Friday, March 06, 2015

Liberals Win Culture War; May Give Iran the Bomb (Part III)

Our last post quoted Shelby Steele’s conclusion that liberal “dissociation” has captured American culture. Liberals believe the U.S. is no better or worse than any other nation, and through this act of self-effacement, have “dissociated” American culture from the historic errors of our past especially slavery and segregation, from neo-imperialism in the guise of “nation building” and protecting the “Free World,” from pre-civil rights laws discriminating against Mexicans and Asians, and from suppression of women. This perfect dissociation from the American past grants liberals moral legitimacy, and so an entitlement to power with power the liberals’ ultimate objective.
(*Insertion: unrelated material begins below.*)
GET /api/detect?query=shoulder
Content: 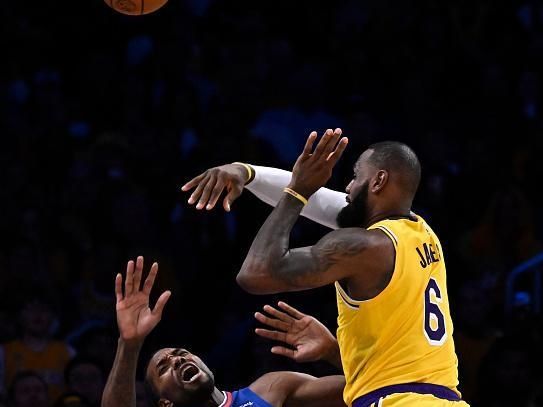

Liberal moral legitimacy also puts conservatives in a bad spot, bad enough that liberals may prevail in today’s struggle over allowing Iran to acquire the bomb — a development America should unambiguously oppose.

Steele tells us:
post-1960s liberalism had so won over the culture, and so congealed into the new moral establishment, that conservatism — as a politics and a philosophy — became a centerpiece in liberalism’s iconography of evil. It was demonized and stigmatized as an ideology born of nostalgia for America’s past evils — inequality, oppression, exploitation, warmongering, bigotry, repression, and all the rest.
Conservatism — liberals believed — facilitated America’s moral hypocrisy. Its high-flown constitutional principles only covered up the low motivations that actually drove the country: the self-absorbed pursuit of wealth, the insatiable quest for hegemony in the world, the unacknowledged longing for hierarchy, the repression of women, the exploitation of minorities. . . Liberalism. . . won for its followers a veil of innocence[, a] gift that recommends it despite its legacy of failed, even destructive, public policies[—]the black underclass, the near disintegration of the black family, and the general decline of public education. . . Affirmative action presumed black inferiority to be a given, so that racial preferences locked blacks into low self-esteem and hence low standards of academic achievement.
conservatives. . . now feel evicted from their culture, . . .made to feel like outsiders even as they are accused of being traditionaists. And contemporary conservatism is now animated by a sense of grievance, by the feeling that the great principles it celebrates are now dismissed as mere hypocrisies.
[The] great irony that slowly emerged out of the turmoil of the 1960s is that conservatism became the new counterculture — a movement that was subversive in relation to the established liberal cultural order. And, continuing this irony, liberalism became the natural home of timid conventionalists and careerists — people who find it hard to know themselves outside the orthodoxies of mainstream “correctness.” The special energy of contemporary conservatism — what gives it the dynamism of a movement — comes from conservative outrage at being stigmatized in the culture as the politics in which all of America’s past evils now find a comfortable home.
Conservatives may dislike being connected to America’s hypocritical past, but the link is, Steele writes, liberals’ “greatest source of authority.” Liberals successfully smother conservatism by identifying it as another word for American evil. Tainting conservatism — its principles, policies, and personalities — with past American shames remains for liberals an “endless font of power.”